Sind diese Glaubensbekenntnisse nur für Protestanten relevant?
Nein, die hier genannten Glaubensbekenntnisse, insbesondere das Nizänische, sind ökumenische Bekenntnisse. Sie werden von den meisten christlichen Konfessionen weltweit anerkannt und verwendet, darunter die römisch-katholische Kirche, die orthodoxen Kirchen und viele protestantische Denominationen. Das Apostolikum ist vor allem in der westlichen Christenheit verbreitet.
Können Glaubensbekenntnisse geändert werden?

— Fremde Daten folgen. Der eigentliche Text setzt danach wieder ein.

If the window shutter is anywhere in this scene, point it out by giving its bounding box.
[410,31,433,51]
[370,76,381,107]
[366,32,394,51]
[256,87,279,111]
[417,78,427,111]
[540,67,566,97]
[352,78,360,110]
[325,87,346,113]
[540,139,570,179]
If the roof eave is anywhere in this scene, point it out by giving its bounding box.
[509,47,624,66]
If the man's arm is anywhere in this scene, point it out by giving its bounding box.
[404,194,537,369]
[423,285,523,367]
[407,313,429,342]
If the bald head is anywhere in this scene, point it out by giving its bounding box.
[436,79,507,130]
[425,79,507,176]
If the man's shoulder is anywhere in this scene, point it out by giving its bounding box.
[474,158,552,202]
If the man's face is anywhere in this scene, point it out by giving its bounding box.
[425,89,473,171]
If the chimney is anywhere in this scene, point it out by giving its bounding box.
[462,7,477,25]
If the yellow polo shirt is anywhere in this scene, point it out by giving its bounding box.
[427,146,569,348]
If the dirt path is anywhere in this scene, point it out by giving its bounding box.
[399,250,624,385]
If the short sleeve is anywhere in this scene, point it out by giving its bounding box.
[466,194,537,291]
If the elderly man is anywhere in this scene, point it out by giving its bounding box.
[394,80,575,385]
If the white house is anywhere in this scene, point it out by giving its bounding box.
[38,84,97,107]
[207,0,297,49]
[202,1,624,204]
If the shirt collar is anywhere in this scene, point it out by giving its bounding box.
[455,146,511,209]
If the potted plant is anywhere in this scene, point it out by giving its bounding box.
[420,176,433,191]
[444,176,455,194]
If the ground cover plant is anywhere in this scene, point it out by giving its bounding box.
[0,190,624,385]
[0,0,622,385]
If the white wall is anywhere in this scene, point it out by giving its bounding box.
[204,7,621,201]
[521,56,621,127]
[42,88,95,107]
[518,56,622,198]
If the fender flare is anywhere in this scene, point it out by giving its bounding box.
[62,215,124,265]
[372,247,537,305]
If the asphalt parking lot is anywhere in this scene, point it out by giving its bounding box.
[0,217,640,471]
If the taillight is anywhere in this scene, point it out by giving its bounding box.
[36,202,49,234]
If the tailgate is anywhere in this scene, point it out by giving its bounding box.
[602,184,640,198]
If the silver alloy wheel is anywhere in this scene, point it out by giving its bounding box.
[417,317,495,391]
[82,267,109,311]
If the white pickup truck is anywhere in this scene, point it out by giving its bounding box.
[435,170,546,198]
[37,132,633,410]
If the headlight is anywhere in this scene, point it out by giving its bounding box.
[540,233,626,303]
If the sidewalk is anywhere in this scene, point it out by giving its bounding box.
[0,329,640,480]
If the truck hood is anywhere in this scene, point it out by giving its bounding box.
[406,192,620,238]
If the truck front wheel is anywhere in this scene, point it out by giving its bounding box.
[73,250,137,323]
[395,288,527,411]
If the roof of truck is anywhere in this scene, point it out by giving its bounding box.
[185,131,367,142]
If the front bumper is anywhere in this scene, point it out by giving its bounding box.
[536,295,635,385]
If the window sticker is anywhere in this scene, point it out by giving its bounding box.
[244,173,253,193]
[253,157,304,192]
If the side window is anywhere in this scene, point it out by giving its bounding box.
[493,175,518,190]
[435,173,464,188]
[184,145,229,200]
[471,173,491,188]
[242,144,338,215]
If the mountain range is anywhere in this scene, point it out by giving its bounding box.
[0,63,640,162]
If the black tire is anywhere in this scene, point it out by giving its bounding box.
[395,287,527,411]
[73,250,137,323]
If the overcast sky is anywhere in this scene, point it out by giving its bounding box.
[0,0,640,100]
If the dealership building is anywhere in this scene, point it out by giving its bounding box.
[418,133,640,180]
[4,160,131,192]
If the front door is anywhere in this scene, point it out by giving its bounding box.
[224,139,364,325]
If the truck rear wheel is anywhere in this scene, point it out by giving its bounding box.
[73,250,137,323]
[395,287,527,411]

Die großen ökumenischen Glaubensbekenntnisse wie das Apostolikum und das Nizänum gelten als unveränderliche Grundlagen des christlichen Glaubens und werden von den Kirchen als solche bewahrt. Ihre Texte sind historisch festgeschrieben und dienen als Zeugen der Kontinuität des Glaubens über die Jahrhunderte. Einzelne Denominationen haben zusätzlich eigene Bekenntnisschriften entwickelt, die jedoch die ökumenischen Bekenntnisse nicht ersetzen, sondern ergänzen oder auslegen.
Fazit
Die Glaubensbekenntnisse sind ein unverzichtbarer Bestandteil des christlichen Lebens und der evangelischen Kirche. Sie sind mehr als nur historische Dokumente; sie sind lebendige Ausdrucksformen des Glaubens, die Gläubige über die Jahrhunderte hinweg verbinden. Ob das prägnante Apostolikum im wöchentlichen Gottesdienst oder das theologisch tiefere Nizänum an den hohen Feiertagen – beide Bekenntnisse tragen dazu bei, die fundamentalen Wahrheiten des christlichen Glaubens zu bewahren und weiterzugeben. Sie bieten Orientierung, stiften Gemeinschaft und sind eine feste Verankerung in der Botschaft des Evangeliums. Indem wir diese Worte sprechen, reihen wir uns ein in eine lange Tradition des Glaubens und bezeugen gemeinsam das, was uns als Christen verbindet und trägt.